What the JDX cannot do

Published:Tuesday | February 2, 2010 | 12:00 AM

The Editor, Sir:

Is the Jamaica Debt Exchange (JDX) successful? The answer depends upon whether one is thinking short-term or long-term and also whether the sheer manipulation of interest rates is a sufficient basis for economic prosperity, even when coupled with massive job and wage cuts.

In the short term, the JDX reduces, but does not eliminate, the pressures on the Government to meet its immediate obligations.
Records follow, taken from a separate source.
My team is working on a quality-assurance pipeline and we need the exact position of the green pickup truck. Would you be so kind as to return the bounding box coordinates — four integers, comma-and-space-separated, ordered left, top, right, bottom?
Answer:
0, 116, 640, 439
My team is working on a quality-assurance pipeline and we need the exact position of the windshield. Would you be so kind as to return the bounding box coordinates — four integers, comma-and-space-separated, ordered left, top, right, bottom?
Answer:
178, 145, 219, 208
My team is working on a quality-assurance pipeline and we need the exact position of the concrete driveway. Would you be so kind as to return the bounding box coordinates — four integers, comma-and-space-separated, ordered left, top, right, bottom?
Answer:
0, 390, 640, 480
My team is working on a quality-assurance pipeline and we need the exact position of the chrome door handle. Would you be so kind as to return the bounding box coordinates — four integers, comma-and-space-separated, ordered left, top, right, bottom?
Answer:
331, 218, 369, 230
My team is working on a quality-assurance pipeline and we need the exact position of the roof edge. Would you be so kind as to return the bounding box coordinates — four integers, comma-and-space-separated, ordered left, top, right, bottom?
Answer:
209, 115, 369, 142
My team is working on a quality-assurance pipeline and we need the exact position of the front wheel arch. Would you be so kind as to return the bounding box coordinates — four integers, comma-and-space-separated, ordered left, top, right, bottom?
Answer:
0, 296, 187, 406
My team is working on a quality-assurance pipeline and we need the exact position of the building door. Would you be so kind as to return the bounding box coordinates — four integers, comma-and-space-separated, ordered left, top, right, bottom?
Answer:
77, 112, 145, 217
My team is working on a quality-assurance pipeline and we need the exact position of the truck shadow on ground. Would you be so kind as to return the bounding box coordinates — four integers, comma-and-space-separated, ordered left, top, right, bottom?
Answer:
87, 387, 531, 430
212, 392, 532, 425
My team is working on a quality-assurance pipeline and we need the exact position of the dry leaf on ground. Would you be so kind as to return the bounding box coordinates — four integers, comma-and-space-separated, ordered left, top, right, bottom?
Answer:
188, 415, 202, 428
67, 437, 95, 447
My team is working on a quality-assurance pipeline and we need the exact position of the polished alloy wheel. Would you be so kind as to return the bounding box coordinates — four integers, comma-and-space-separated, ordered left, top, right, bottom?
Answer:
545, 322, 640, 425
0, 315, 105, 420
If nothing more is done and the country continues on the path it has for the past 20 or so years, there will be no light at the end of the tunnel.

It may be useful to examine the consequences of a high interest rate policy and the appropriateness of such a policy to Jamaica in its present circumstances:

It renders it effortlessly profitable for banks and other financial institutions to lend funds to government because of the greater security and the higher returns available.

As a result, funding for businesses and other institutions becomes more difficult or even impossible.

Negative compromise

Thus, the financial system - which should be directed towards supporting industrial, agricultural and other undertakings - instead becomes locked into government paper and therefore loses or compromises its real purpose, its raison d'être in the economy.

The foregoing, however, should not imply that a low interest regime is necessarily better as an alternative.

Under Allan Greenspan, the rate of interest charged by the Federal Reserve Bank was reduced to almost zero, without any of the desired outcomes. Actually, the policy has been blamed for the recent depression/recession that is still affecting the United States (US).

Thus, interest rate manipulation, per se, cannot restore a troubled economy to any satisfactory level. The experience of the US and the world at large should be enough evidence.

Financial institutions are respected, not so much for the magnificence of their buildings, but for the confidence and credibility they inspire in the minds of the people who have to deal with them. Thus, the real cost of the JDX is not just the amount of interest immediately saved, but moreso:

a)the long-term potential loss of confidence in our financial institutions, and

b)the loss of jobs and incomes.

We need to deal effectively with production, training and organisation of skills, improvements in exports and in selling our services.

Finally, we should realise that there is no shortcut, no silver bullet. Success requires hard work and lots of thinking.